Mit dem entindustrialisierten „Your Property“ vom 1984er-Album „Cop“ und dem schwer groovenden „Sex, God, Sex“ vom 1987er-Album „Children of God“ folgen zwei ältere Stücke, bei denen Gira nicht nur seine teuflische Orchesterwerkstatt dirigiert, sondern sich in der Pose mit ausgebreiteten Armen zum ermahnenden Prediger aufschwingt. „Praise God, Praise The Lord“, gurrt Gira, am Ende brüllt gedehnt er in die einsetzende Stille: „Jesus, Come Down“. Das ist in seiner unmittelbaren, chronischen Wucht doch sehr beeindruckend und alles andere als pathetisch, wenngleich einem dieses lärmende Wellenbad im Lauf des Abends tatsächlich immer schwerer im Magen liegt.
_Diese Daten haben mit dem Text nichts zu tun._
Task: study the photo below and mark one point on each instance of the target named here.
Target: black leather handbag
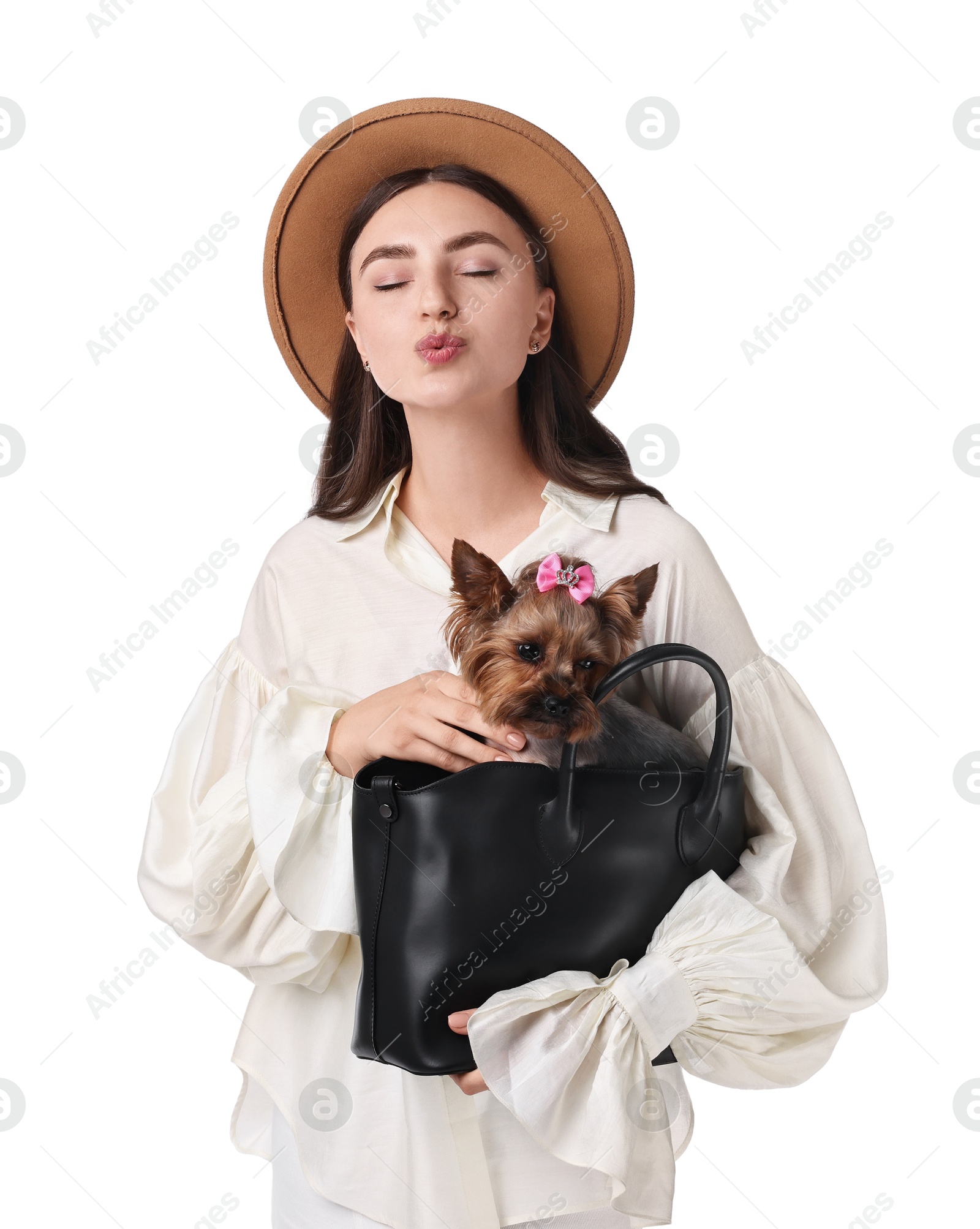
(480, 880)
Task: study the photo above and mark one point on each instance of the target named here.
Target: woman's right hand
(414, 720)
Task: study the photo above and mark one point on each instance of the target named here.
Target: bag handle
(559, 829)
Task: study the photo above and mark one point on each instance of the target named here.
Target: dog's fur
(549, 700)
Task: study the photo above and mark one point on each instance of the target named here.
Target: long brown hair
(368, 442)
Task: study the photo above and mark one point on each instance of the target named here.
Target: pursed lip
(440, 347)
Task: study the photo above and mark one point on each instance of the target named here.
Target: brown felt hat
(589, 256)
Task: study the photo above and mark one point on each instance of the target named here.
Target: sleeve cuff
(656, 997)
(300, 806)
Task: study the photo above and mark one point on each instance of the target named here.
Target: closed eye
(474, 273)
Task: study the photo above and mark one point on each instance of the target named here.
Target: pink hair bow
(581, 584)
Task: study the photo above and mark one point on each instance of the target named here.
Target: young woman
(462, 375)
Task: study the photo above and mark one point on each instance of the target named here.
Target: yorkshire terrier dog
(535, 651)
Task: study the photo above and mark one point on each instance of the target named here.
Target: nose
(435, 295)
(556, 706)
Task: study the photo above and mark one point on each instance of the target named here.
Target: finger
(458, 744)
(457, 712)
(421, 751)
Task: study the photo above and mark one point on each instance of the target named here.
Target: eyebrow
(405, 251)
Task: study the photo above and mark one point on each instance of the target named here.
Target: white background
(793, 467)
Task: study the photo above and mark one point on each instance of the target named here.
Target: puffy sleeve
(247, 849)
(750, 981)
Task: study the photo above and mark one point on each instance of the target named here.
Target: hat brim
(589, 254)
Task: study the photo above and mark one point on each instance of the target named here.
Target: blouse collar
(592, 512)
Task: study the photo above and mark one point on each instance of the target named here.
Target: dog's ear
(481, 591)
(624, 602)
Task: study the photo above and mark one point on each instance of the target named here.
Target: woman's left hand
(469, 1082)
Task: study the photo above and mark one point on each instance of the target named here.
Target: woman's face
(445, 301)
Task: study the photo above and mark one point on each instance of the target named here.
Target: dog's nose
(556, 706)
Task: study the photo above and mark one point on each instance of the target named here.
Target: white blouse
(249, 857)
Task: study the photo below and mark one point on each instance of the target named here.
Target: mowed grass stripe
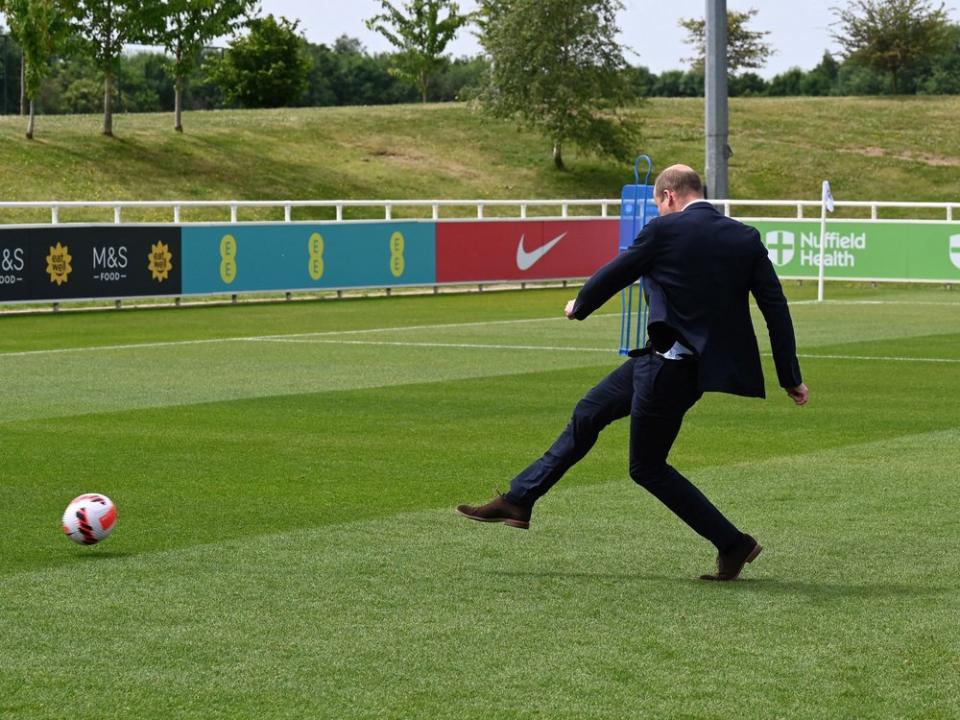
(274, 463)
(592, 614)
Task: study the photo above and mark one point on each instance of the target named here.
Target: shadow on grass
(811, 590)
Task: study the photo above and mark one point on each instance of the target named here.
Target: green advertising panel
(861, 250)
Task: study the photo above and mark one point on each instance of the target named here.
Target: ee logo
(396, 254)
(315, 248)
(228, 259)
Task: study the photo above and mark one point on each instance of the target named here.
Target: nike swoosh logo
(526, 260)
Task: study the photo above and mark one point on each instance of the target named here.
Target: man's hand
(799, 394)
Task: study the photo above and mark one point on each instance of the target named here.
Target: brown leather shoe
(730, 564)
(498, 510)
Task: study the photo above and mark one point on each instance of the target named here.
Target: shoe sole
(757, 549)
(753, 554)
(519, 524)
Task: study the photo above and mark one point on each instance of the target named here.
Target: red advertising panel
(485, 251)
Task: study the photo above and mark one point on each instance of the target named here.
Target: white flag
(827, 196)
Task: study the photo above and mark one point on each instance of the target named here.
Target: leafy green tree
(746, 49)
(268, 67)
(747, 85)
(891, 35)
(187, 26)
(102, 28)
(557, 66)
(39, 27)
(10, 57)
(420, 35)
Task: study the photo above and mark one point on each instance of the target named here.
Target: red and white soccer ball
(89, 519)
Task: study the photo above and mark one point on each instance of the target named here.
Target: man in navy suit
(702, 266)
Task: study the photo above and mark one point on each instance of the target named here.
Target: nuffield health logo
(780, 247)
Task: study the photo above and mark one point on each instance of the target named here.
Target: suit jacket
(706, 266)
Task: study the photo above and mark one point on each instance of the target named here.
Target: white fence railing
(564, 207)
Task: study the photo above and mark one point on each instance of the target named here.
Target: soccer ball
(89, 519)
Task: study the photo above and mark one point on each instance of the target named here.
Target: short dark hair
(683, 181)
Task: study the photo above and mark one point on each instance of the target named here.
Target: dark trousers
(655, 393)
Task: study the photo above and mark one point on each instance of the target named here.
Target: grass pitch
(287, 548)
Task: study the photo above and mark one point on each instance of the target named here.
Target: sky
(648, 27)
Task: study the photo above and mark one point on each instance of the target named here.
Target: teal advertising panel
(253, 258)
(859, 250)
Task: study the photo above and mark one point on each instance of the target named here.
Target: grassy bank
(870, 148)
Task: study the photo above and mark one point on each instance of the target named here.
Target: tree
(557, 66)
(102, 28)
(187, 26)
(891, 35)
(268, 67)
(746, 49)
(39, 28)
(420, 35)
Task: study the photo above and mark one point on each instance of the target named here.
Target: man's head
(675, 187)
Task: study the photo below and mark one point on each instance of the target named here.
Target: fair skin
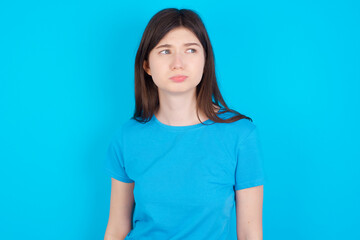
(180, 52)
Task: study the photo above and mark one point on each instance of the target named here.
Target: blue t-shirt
(185, 176)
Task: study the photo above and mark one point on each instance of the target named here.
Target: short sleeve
(114, 162)
(249, 168)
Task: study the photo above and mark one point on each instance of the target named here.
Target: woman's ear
(146, 67)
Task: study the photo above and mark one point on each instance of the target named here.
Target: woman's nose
(177, 61)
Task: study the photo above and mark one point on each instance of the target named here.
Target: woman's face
(178, 53)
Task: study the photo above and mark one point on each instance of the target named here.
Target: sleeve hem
(250, 184)
(118, 177)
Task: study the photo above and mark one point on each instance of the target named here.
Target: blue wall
(66, 84)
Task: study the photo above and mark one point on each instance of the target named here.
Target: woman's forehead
(179, 35)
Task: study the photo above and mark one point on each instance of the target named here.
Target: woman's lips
(178, 78)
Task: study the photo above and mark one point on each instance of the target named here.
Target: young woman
(185, 166)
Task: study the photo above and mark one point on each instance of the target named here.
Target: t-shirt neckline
(181, 128)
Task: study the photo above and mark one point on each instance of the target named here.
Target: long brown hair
(207, 91)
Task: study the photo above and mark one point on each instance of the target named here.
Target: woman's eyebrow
(168, 45)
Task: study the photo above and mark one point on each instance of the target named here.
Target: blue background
(66, 84)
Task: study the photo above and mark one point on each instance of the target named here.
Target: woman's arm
(249, 202)
(121, 207)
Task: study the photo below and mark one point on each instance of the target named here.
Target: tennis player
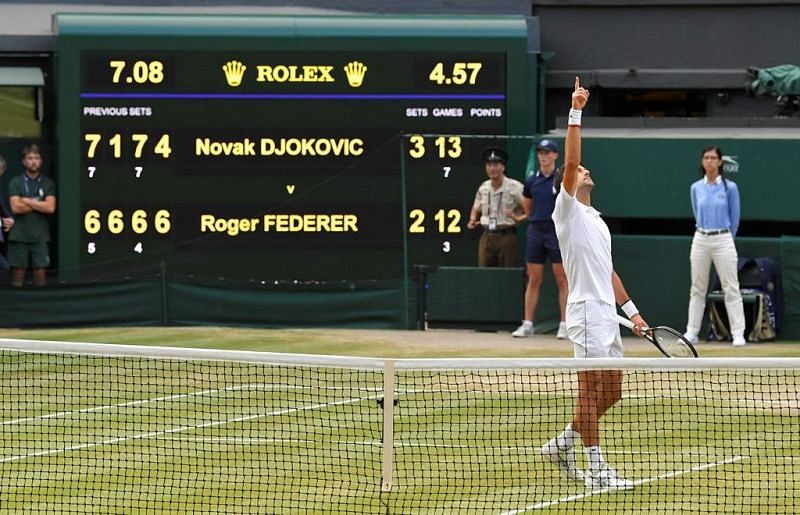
(592, 326)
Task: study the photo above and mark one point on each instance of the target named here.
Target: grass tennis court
(182, 437)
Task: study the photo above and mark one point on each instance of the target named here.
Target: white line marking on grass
(63, 414)
(166, 398)
(153, 434)
(668, 475)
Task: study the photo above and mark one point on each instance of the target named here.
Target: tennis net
(128, 429)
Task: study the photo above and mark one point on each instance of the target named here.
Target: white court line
(668, 475)
(63, 414)
(265, 387)
(153, 434)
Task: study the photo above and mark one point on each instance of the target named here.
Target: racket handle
(624, 321)
(627, 323)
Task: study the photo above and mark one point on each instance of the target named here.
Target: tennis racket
(670, 342)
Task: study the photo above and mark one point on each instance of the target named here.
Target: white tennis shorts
(593, 328)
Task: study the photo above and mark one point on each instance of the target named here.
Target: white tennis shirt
(585, 243)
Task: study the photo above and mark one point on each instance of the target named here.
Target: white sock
(566, 440)
(594, 456)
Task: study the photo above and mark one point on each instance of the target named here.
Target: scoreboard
(278, 149)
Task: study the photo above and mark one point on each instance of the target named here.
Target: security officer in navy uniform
(542, 244)
(497, 205)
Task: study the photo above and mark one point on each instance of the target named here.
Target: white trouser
(720, 250)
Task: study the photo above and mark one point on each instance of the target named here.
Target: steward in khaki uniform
(497, 204)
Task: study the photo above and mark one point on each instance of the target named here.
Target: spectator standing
(538, 202)
(496, 207)
(715, 203)
(33, 200)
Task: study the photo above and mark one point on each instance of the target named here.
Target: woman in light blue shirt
(715, 203)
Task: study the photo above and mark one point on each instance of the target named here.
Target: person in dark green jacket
(33, 200)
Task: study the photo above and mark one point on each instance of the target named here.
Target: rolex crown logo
(355, 71)
(234, 71)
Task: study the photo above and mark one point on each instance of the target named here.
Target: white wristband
(575, 117)
(629, 308)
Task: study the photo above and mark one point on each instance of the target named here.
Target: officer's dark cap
(495, 154)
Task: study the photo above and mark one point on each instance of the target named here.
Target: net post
(388, 424)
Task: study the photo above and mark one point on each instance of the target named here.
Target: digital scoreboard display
(225, 160)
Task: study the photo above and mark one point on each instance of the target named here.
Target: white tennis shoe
(523, 331)
(564, 459)
(606, 477)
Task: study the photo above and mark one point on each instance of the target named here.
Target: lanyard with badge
(38, 184)
(493, 219)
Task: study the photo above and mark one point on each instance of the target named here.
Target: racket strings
(672, 343)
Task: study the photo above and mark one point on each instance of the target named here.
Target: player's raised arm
(572, 147)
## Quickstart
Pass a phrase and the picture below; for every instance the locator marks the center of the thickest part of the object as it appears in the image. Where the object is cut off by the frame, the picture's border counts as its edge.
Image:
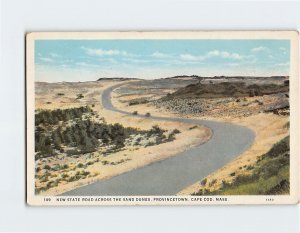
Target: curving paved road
(169, 176)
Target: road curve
(169, 176)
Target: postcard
(162, 118)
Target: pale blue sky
(83, 60)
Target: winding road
(169, 176)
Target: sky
(88, 60)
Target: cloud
(84, 64)
(160, 55)
(210, 54)
(102, 52)
(46, 59)
(54, 55)
(259, 49)
(224, 54)
(283, 64)
(189, 57)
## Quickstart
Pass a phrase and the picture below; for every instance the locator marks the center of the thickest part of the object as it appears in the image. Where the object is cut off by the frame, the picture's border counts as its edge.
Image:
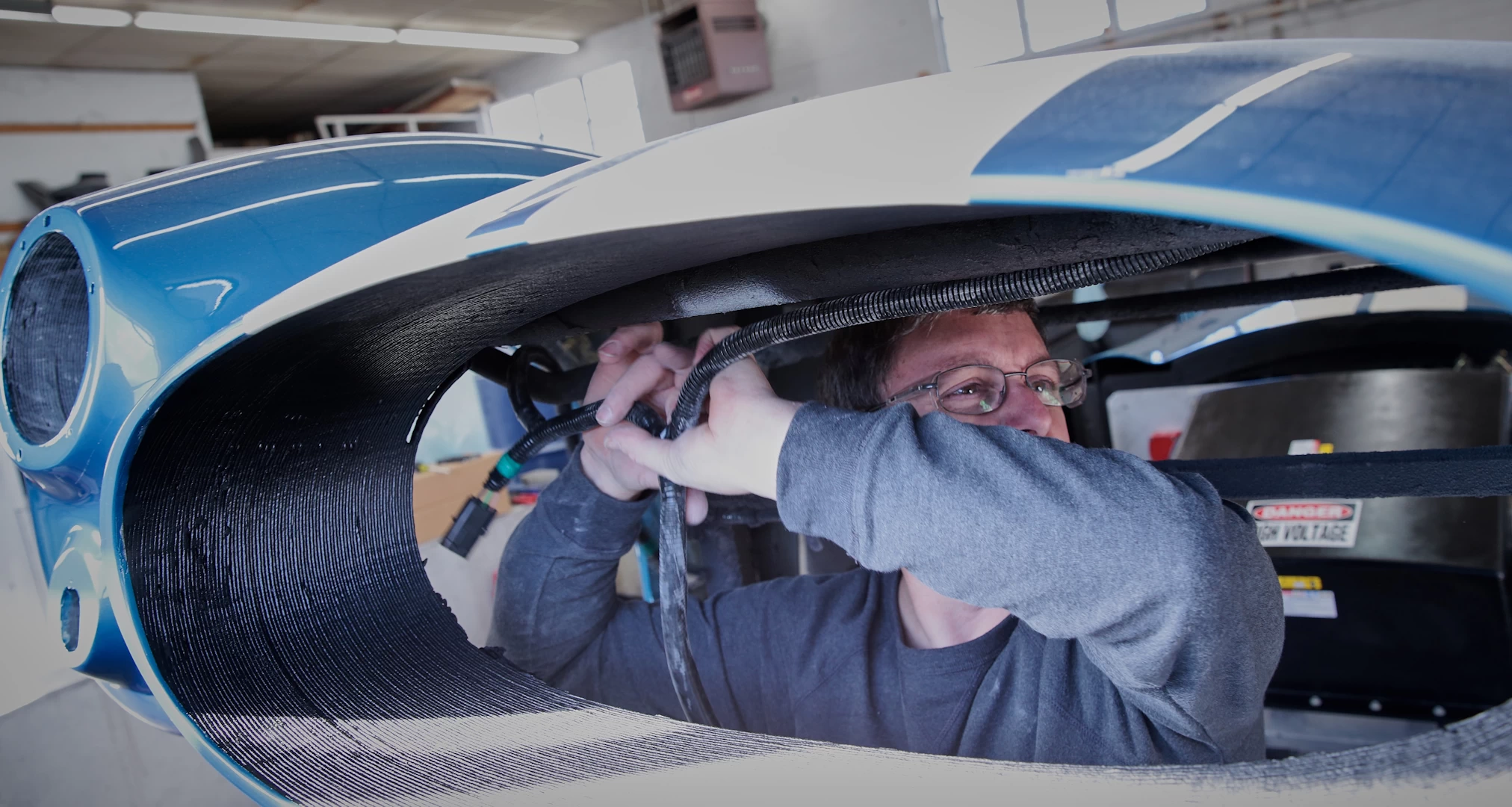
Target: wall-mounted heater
(714, 50)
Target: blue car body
(1387, 149)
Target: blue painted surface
(1419, 132)
(1402, 152)
(180, 256)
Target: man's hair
(859, 357)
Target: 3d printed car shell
(229, 499)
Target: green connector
(507, 467)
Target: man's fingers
(645, 377)
(642, 448)
(629, 342)
(673, 357)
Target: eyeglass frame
(932, 386)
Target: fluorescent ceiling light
(82, 16)
(486, 41)
(247, 26)
(26, 16)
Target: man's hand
(735, 452)
(634, 365)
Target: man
(1021, 597)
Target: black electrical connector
(787, 327)
(477, 513)
(469, 525)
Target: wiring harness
(791, 325)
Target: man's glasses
(980, 389)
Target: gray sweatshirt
(1147, 619)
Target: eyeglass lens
(980, 389)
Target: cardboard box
(442, 490)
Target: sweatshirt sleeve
(1163, 584)
(558, 617)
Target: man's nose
(1023, 410)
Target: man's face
(1007, 342)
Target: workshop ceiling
(259, 85)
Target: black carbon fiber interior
(47, 339)
(268, 529)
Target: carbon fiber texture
(268, 531)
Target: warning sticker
(1307, 523)
(1295, 581)
(1319, 605)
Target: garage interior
(1216, 357)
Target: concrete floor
(76, 747)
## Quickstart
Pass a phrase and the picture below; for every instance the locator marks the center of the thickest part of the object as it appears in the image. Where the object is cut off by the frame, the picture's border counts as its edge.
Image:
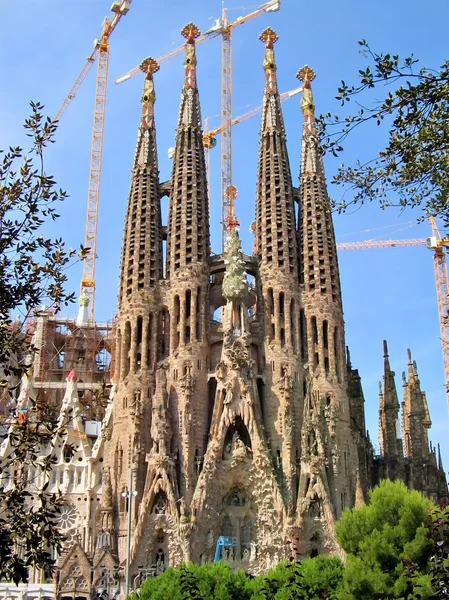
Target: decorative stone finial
(190, 32)
(231, 219)
(306, 74)
(83, 300)
(269, 38)
(148, 66)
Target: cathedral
(233, 411)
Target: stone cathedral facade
(251, 425)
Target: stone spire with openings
(322, 328)
(415, 414)
(141, 263)
(188, 219)
(137, 320)
(389, 425)
(277, 254)
(188, 279)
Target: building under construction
(249, 426)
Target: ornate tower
(322, 328)
(188, 281)
(138, 320)
(277, 255)
(390, 436)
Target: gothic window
(160, 504)
(67, 454)
(246, 534)
(67, 517)
(227, 528)
(236, 498)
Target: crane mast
(101, 49)
(93, 193)
(438, 244)
(224, 27)
(226, 122)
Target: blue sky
(387, 294)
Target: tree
(413, 169)
(437, 584)
(213, 581)
(313, 579)
(32, 271)
(378, 538)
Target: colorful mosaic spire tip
(268, 37)
(190, 32)
(149, 65)
(306, 74)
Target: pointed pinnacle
(190, 32)
(348, 358)
(306, 74)
(268, 37)
(149, 65)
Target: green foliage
(315, 579)
(211, 581)
(32, 271)
(412, 170)
(379, 537)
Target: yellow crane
(210, 135)
(101, 51)
(224, 28)
(438, 245)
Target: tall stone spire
(188, 220)
(138, 330)
(389, 427)
(337, 388)
(275, 239)
(276, 251)
(141, 263)
(415, 414)
(188, 278)
(323, 332)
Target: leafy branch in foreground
(32, 272)
(32, 266)
(413, 169)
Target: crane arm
(203, 38)
(271, 6)
(108, 26)
(381, 244)
(254, 111)
(75, 87)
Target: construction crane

Geradezu genüsslich ertränken Swans dabei auch die songwriterischen Qualitäten des aktuellen Albums.
Vom Gospel-Rock von „Jim“ bleibt nur der schwere Groove übrig, „My Birth“ und das marschierende „Eden Prison“ steigern sich in gut zehnminütige Lärmorgien, die einen wie die alten Songs „Beautiful Child“ und „I Crawled“ angeregt-ermattet im Theatersitz versinken lassen. „We are free“, singt Gira in letztgenanntem Song zu völlig entgrenzter Lautstärke mantraartig, dass es auf den gefangenen Zuschauer wie Hohn wirken muss. Tatsächlich ist man gerne geblieben, gar Standing Ovations gibt es am Ende für Swans, bevor sich Gira unverstärkt mit der Zugabe „Little Mouth“ verabschiedet: „May i find your arms around my neck / and my i find your little mouth inside of this bed“.